Seguía a esta curiosa pareja un jinete elfo, tan semejante en sus rasgos a la doncella que nadie necesitaba del susurro de su vecino para comprender que eran hermanos. A su lado cabalgaba otra muchacha también elfa con una extraña melena argéntea y los ojos de un azul intenso, que parecía sentirse incómoda entre la muchedumbre. Desfilaban a escasa distancia los Caballeros de Solamnia, unos setenta y cinco hombres fornidos, resplandecientes en sus bruñidas armaduras. El gentío comenzó a gritar a su llegada, a la vez que ondeaba banderas al viento.
Algunos de los caballeros intercambiaron sombrías miradas al sentirse así agasajados, pensando que si hubieran entrado en Kalaman un mes antes habrían recibido una acogida muy distinta. Pero ahora eran héroes; tres siglos de odio, hostilidad y falsas acusaciones habían sido barridos de las mentes de aquellas gentes, que vitoreaban a quienes les habían salvado de los horrores infligidos por los ejércitos de los Dragones.
Marchaban tras los caballeros varios millares de soldados pedestres y, cerrando la comitiva para deleite de los ciudadanos, atravesaron el cielo numerosos dragones.
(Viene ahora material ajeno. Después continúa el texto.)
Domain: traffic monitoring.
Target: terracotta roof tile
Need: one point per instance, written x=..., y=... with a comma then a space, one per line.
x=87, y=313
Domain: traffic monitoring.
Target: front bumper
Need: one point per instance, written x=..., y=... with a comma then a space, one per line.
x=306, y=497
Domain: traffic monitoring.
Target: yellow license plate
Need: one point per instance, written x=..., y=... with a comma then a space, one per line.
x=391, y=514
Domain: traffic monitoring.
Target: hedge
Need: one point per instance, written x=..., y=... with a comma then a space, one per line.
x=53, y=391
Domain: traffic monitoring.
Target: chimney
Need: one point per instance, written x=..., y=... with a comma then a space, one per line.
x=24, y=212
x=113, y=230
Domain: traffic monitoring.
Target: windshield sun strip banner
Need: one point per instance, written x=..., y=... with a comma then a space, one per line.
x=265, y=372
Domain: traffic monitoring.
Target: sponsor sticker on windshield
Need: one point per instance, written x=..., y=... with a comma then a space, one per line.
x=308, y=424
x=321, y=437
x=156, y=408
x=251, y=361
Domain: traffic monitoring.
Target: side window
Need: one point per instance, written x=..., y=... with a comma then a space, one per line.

No eran las temidas escuadras de animales rojos y azules que habían hecho cundir el pánico durante la estación invernal, sino criaturas de cuerpos dorados, argénteos y broncíneos que eclipsaron al sol con sus fúlgidas alas al trazar círculos y piruetas en ordenada formación. Se erguían sobre sus sillas varios jinetes, y las hojas dentadas de las Dragonlance despedían cegadores destellos en la luz matutina.
Concluido el desfile, los ciudadanos se congregaron para oír las palabras que en honor de los héroes pronunció el máximo mandatario del lugar. Laurana se ruborizó cuando este último afirmó que ella era la única responsable del hallazgo de las Dragonlance, del regreso de los Dragones del Bien y de las formidables victorias de su ejército. Trató de desmentir tales asertos señalando a su hermano y a los Caballeros de Solamnia, pero las ovaciones del gentío ahogaron su voz. Miró Laurana en actitud impotente a Michael, representante del Gran Señor Gunthar Uth Wistan, que había llegado poco antes desde Sancrist. Michael se limitó a sonreír y exclamar por encima del griterío:
—Deja que aclamen a su héroe, o debería decir heroína. Se lo merecen. Han vivido todo el invierno atenazados por el pánico, aguardando el día en que los dragones perversos aparecerían en el horizonte para destruirles. Sin embargo ahora contemplan a una bella joven, surgida de la leyenda, que viene a salvarlos.